Sorry, I’m not buying it.
Spend! Spend! Spend!
That tired old mantra is repeated again by the experts at UCLA, who issue the quarterly Anderson Forecast (AF) on the economy.
Personal spending bought us part of this problem and more personal spending isn’t going to buy us out of it.
Not since Pres. Jimmy Carter has anyone said Save! Save! Save! And only a few far-sighted people have dared say Bring Back Manufacturing!
In a gloom and doom report authored by senior AF economist Jerry Nickelsburg, said when the financial crisis broke in September consumers went on a “reflexive reduction in spending.”
Duh! When you see everyone around you losing his job, and one major industry after another going belly up, your human radar goes up and your spending instincts go down.

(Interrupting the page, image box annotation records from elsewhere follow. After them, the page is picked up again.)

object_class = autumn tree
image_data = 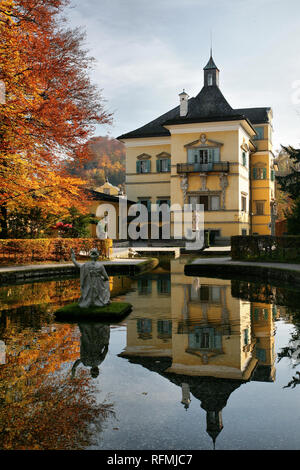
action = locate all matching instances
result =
[0,0,111,238]
[277,146,300,235]
[67,136,125,189]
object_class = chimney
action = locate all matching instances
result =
[179,89,189,117]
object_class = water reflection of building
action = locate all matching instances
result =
[120,260,275,443]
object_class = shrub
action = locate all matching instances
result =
[0,238,112,264]
[231,235,300,263]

They’re wrong; we haven’t gone into panic no-spend mode.
Unlike Congress, which reacted in panic to the mortgage meltdown and threw nearly $100 million dollars at Wall Street with no oversight or accountability (I don’t even lend my kids money without some accountability), we California consumers are being level-headed and wisely assessing our individual situations and pulling back on spending.
In their usual backwards thinking, some congressmen don’t want Detroit bailed out, meaning loss of a jillion a jobs in the auto industry and related businesses, while President-elect Barack Obama is talking about spending billions to create another zillion jobs.
They’re willing to sacrifice hundreds and thousands of jobs in a petty, spiteful attempt to kill off the unions, and at the same time a ton of new jobs will have to be created. That makes so much sense.
David Shulman, a senior economist at the AF, said "Make no mistake, the global economy is in its first synchronized recession since the early 1990s."
Synchronized recession? What’s this? An economic water ballet, and if it’s “synchronized,” we should be told who’s choreographing it so we can string them up by our diminishing assets.
These ivory tower-types want us locals, who are in fear of losing our jobs and homes to spend California out of its recession.
Spend. Yeah, right! Since we’re never, ever encourage to save, no one has anything for a rainy day, and it’s pouring out there.
Spend. That’s their answer to everything. Get dive bombed to death on 9/11 and -- in a time when every American was dying to do something constructive to help -- George Bush’s brilliant idea was for us to spend … to go shopping as if nothing had happened.